FINRA punishes brokers for making unsuitable trade recommendations to investors, but investors likely need a private attorney to recover the losses with such brokers. Please call us at 303-300-5022 for more information. Below are recent actions by FINRA concerning brokers who have been punished for making unsuitable trades:
FINRA suspended Kyle Back, a securities broker in Blacklick, Ohio, for five months for unsuitable trades he recommended for his investors’ accounts. Without admitting or denying the findings, Back consented to the suspension and to the entry of findings that he engaged in “a pattern of unsuitable short-term trading of mutual fund and front-loaded unit investment trust (UIT) transactions.”
Mr. Back recommended the purchase of mutual fund and UITs and the subsequent sale of these products within a year of purchase. Both are front-loaded products (the mutual funds were A shares) intended to be held long term. The front end load means that there are significant costs up front that are lost if the investments are traded quickly.

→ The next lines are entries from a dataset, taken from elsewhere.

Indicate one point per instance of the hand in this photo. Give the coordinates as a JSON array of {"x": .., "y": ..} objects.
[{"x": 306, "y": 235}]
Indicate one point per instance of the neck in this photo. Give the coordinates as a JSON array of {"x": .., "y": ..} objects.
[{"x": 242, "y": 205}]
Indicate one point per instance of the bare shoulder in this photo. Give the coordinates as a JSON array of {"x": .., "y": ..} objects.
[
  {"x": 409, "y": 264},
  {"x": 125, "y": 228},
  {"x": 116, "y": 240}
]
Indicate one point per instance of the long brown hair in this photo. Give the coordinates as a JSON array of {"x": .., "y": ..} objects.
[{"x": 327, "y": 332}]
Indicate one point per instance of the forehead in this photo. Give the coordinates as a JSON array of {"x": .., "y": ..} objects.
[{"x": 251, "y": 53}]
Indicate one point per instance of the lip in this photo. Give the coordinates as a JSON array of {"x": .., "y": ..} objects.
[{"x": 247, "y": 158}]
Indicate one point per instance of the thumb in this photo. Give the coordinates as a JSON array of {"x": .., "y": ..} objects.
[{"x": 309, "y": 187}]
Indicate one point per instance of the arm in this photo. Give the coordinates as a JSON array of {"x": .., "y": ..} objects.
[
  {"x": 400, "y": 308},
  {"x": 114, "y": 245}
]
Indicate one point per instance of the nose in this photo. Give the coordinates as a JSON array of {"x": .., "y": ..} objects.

As the release from FINRA has stated, “Within the accounts, the mutual fund share positions sold within a year of purchase resulted in a net loss to customers of $4,849. Similarly, the UIT positions sold within a year of purchase resulted in a net loss to the customers of $117,457.” While the investors were losing money, the investments were benefitting Back. The transactions resulted in approximately $46,718 in commissions to Back. Back failed have a reasonable basis to believe that the short-term trading of these front-loaded products were suitable for customers.
Likewise, Matthew John Davis, a stockbroker from Murrieta, California, was barred from association with any stockbrokerage firm. Without admitting or denying the findings, Davis consented to the sanction and to the entry of findings that he refused to appear for FINRA on-the record testimony regarding allegations that he engaged in misconduct in several customer accounts, including conversion, misrepresentation of customer holdings and account values, forgery of account related documents, discretionary and/or unauthorized trading, efforts to settle a customer complaint away from his member firm, and unsuitable recommendations.